Senegal’s President Bassirou Diomaye Faye has warned that the ruling party could face collapse if it strays from its founding ideals, while signalling continued confidence in Prime Minister Ousmane Sonko as long as he performs effectively. In a televised address, Faye said Sonko will remain in office “as long as he is doing his job properly,” but stressed that national interest will guide any future decisions.
His comments come amid growing speculation about tensions within the Pastef-led government. Sonko, once a leading opposition figure, was barred from contesting the 2024 presidential election due to a legal conviction and later backed Faye as candidate. Since taking power, both leaders have hinted at disagreements over direction and governance policies, with observers noting potential friction over economic strategy and cabinet appointments.
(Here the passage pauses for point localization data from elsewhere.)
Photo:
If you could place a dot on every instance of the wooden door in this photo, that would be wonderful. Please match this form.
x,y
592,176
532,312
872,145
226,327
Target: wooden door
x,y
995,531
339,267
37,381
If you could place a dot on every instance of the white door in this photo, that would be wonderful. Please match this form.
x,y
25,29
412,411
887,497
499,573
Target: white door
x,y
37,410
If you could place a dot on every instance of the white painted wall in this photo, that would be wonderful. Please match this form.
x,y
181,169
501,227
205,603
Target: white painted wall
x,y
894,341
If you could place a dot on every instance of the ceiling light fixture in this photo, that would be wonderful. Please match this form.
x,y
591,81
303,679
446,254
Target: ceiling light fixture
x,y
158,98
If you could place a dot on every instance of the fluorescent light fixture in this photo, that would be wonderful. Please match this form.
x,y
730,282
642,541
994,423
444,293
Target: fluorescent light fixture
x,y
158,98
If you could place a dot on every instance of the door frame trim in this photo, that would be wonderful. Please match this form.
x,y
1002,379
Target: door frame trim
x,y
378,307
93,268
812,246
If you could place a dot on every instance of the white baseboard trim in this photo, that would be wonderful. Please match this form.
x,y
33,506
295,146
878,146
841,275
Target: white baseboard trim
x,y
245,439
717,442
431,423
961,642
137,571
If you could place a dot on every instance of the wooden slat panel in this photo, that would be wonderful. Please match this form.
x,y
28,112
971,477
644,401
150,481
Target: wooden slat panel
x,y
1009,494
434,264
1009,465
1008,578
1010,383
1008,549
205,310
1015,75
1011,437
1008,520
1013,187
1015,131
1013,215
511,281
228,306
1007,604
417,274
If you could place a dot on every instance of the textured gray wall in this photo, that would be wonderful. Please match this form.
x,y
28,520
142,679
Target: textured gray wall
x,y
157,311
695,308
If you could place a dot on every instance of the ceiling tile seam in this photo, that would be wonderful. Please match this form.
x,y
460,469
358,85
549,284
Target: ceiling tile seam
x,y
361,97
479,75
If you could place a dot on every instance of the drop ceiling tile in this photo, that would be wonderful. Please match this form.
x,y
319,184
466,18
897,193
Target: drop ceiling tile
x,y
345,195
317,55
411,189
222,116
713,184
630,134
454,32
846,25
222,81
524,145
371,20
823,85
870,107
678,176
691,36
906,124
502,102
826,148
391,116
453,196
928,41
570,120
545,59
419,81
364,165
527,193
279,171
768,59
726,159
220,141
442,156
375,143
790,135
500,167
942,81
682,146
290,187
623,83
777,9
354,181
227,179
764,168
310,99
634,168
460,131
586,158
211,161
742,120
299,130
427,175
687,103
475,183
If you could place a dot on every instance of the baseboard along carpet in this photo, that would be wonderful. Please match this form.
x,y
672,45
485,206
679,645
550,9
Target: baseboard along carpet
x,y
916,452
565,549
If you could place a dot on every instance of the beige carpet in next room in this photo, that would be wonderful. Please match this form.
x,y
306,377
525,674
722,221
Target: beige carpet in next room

The political uncertainty comes as Senegal grapples with economic pressure. The International Monetary Fund suspended a $1.8 billion programme after debt misreporting, while rising global oil prices linked to the Iran war are weighing on growth forecasts and investment plans. Senegal, which recently began producing oil and gas, had counted on energy revenues to fund its development agenda. However, volatile commodity prices and governance concerns could delay anticipated inflows.
From an economic perspective, political cohesion is critical to restoring investor confidence and unlocking multilateral financing. The IMF suspension has already delayed budget support, forcing the government to rely on more expensive domestic borrowing. Faye’s public comments, while intended to assert authority, may exacerbate perceptions of instability. The president’s ability to manage internal party dynamics while advancing pro-growth reforms will determine whether Senegal can capitalise on its energy resources and maintain its reputation as one of West Africa’s more stable democracies.